L'intervention royale intervient au lendemain de l'annonce d'un nouveau record quotidien de 708 morts en Grande Bretagne, parmi lesquels un enfant de 5 ans. A ce jour, 4.313 Britanniques sont décédés du Covid-19. Le propre fils de la reine, le prince héritier Charles (71 ans) a contracté la maladie, mais est récemment sorti de quarantaine et se trouve en bonne santé.

De plus le Premier ministre britannique Boris Johnson, testé positif au nouveau coronavirus il y a dix jours, a été hospitalisé dimanche pour subir de nouveaux examens, ont annoncé ses services. Il subit encore des symptômes du Covid-19, notamment de la fièvre.

Très critiqué pour la gestion de la crise, le gouvernement a une nouvelle fois exhorté dimanche les Britanniques à respecter le confinement. "Ce n'est pas une demande, c'est une exigence inscrite dans la loi", a insisté le ministre de la Santé Matt Hancock.

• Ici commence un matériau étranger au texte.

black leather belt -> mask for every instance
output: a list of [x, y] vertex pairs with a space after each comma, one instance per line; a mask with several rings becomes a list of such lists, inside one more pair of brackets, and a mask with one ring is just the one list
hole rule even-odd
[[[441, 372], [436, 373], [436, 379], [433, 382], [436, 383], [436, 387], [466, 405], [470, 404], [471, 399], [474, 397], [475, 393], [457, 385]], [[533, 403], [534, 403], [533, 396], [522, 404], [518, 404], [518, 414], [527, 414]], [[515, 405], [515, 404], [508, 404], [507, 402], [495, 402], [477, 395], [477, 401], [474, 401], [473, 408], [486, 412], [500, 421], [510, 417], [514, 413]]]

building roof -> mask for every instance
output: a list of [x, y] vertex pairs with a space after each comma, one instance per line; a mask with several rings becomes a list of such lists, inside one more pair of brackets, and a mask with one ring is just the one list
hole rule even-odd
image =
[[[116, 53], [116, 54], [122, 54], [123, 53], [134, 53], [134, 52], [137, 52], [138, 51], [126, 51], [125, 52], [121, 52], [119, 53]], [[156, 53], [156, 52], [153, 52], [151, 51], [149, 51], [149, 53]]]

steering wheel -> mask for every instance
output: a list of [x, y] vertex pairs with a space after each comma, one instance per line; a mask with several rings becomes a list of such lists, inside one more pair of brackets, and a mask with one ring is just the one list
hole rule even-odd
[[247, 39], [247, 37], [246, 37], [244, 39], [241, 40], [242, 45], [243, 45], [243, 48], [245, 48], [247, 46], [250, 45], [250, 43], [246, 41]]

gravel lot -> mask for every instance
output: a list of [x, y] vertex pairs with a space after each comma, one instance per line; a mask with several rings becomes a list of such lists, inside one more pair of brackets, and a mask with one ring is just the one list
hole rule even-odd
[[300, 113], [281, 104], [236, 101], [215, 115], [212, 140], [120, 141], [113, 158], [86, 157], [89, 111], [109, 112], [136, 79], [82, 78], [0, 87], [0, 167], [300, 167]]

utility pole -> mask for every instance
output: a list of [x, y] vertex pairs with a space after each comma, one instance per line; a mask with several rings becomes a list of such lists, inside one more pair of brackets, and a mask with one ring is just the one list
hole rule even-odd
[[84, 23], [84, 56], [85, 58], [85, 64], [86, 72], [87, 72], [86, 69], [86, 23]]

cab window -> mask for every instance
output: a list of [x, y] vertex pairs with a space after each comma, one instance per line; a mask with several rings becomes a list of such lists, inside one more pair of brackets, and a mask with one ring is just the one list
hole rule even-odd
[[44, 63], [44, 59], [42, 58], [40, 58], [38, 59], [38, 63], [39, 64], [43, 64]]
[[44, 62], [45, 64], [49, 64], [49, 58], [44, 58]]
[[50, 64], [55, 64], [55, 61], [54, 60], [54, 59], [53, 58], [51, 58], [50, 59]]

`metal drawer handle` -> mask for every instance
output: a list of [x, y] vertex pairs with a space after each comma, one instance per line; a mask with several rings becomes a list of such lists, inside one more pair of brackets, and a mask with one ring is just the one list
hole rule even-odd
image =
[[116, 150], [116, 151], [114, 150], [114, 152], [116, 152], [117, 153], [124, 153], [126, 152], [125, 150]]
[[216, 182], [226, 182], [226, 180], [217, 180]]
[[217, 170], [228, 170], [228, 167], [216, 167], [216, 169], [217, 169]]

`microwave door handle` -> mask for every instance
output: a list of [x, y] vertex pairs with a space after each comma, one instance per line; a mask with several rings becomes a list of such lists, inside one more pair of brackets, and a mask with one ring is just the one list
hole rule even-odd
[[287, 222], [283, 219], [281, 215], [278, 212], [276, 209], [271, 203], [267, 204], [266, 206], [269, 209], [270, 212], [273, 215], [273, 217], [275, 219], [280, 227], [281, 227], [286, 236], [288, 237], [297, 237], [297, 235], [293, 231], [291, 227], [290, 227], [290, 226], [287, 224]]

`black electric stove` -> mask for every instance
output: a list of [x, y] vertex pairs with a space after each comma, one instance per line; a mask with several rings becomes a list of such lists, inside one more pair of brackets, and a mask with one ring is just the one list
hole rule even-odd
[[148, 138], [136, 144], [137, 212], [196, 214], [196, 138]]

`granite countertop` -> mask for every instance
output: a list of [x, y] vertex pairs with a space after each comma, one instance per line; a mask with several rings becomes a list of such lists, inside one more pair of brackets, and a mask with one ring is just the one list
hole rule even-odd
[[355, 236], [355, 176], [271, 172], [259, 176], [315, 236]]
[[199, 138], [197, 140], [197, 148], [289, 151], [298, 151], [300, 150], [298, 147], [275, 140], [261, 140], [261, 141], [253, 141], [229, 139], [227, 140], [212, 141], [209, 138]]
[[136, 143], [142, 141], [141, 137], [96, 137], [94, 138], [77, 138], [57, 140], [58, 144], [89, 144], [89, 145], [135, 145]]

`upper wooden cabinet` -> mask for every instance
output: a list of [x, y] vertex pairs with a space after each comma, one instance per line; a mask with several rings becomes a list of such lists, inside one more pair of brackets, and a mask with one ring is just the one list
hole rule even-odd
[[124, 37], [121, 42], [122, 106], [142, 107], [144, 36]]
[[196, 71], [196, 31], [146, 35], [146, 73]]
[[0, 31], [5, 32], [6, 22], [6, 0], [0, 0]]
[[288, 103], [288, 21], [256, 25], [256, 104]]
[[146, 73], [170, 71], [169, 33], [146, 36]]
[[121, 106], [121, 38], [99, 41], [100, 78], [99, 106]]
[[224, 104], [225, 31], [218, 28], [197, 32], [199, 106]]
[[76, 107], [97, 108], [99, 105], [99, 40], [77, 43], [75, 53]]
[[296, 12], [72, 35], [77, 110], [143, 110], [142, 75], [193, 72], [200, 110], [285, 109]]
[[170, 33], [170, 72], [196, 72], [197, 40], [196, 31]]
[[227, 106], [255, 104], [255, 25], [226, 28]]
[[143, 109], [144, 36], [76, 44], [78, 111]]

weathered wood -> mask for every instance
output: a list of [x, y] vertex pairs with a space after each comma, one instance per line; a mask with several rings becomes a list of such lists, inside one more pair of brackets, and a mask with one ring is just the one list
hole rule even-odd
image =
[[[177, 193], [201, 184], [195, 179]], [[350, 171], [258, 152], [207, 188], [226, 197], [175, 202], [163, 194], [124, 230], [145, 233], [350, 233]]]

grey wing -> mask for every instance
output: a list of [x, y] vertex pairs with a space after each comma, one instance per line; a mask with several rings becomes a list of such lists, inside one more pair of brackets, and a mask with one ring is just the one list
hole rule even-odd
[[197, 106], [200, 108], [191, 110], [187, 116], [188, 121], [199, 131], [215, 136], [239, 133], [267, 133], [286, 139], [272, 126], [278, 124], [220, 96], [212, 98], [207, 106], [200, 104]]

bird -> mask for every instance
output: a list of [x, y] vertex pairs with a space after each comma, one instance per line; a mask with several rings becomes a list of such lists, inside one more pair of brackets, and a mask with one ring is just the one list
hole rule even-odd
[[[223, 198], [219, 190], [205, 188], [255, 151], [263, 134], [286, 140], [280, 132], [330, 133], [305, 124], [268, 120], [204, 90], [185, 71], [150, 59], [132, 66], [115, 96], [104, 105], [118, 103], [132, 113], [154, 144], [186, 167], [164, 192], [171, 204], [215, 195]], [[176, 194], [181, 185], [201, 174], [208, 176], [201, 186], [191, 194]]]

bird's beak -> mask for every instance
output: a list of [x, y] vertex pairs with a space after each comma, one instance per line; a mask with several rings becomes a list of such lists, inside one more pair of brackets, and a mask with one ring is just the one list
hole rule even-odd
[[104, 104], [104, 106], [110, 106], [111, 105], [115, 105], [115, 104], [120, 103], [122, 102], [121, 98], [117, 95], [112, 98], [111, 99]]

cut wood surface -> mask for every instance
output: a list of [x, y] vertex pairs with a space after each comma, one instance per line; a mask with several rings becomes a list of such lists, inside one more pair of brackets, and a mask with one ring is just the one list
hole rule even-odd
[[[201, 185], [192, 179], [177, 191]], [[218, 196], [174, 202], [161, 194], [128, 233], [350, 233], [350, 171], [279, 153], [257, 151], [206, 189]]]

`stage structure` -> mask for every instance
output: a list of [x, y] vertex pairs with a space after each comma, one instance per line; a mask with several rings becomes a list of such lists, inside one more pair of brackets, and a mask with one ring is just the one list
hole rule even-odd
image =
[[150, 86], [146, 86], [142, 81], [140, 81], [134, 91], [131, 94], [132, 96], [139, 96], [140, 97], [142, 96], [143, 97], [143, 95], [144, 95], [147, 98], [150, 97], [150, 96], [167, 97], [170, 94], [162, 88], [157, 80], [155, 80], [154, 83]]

Inquiétude dans les zones en crise

Ailleurs dans le monde, les motifs d'inquiétude restent nombreux, en particulier dans les pays pauvres, en crise, ou pour les populations particulièrement à risque.

En Grèce, un deuxième camp de migrants près d'Athènes a été placé dimanche en quarantaine par les autorités. Singapour a placé près de 20.000 travailleurs migrants en quarantaine après avoir constaté la hausse du nombre de contaminations notamment au sein des résidences où dorment ces ouvriers, pour beaucoup Bangladais et Chinois.

En Iran, la propagation a ralenti pour le cinquième jour de suite avec 151 décès supplémentaires en 24 heures (pour 3603 morts au total), affirment dimanche les autorités, laissant entrevoir une reprise progressive de certaines activités économiques à partir du 11 avril.

La pandémie du nouveau coronavirus a fait au moins 68.125 morts dans le monde depuis son apparition en décembre en Chine, selon un bilan établi par l'AFP à partir de sources officielles dimanche à 19h00 GMT.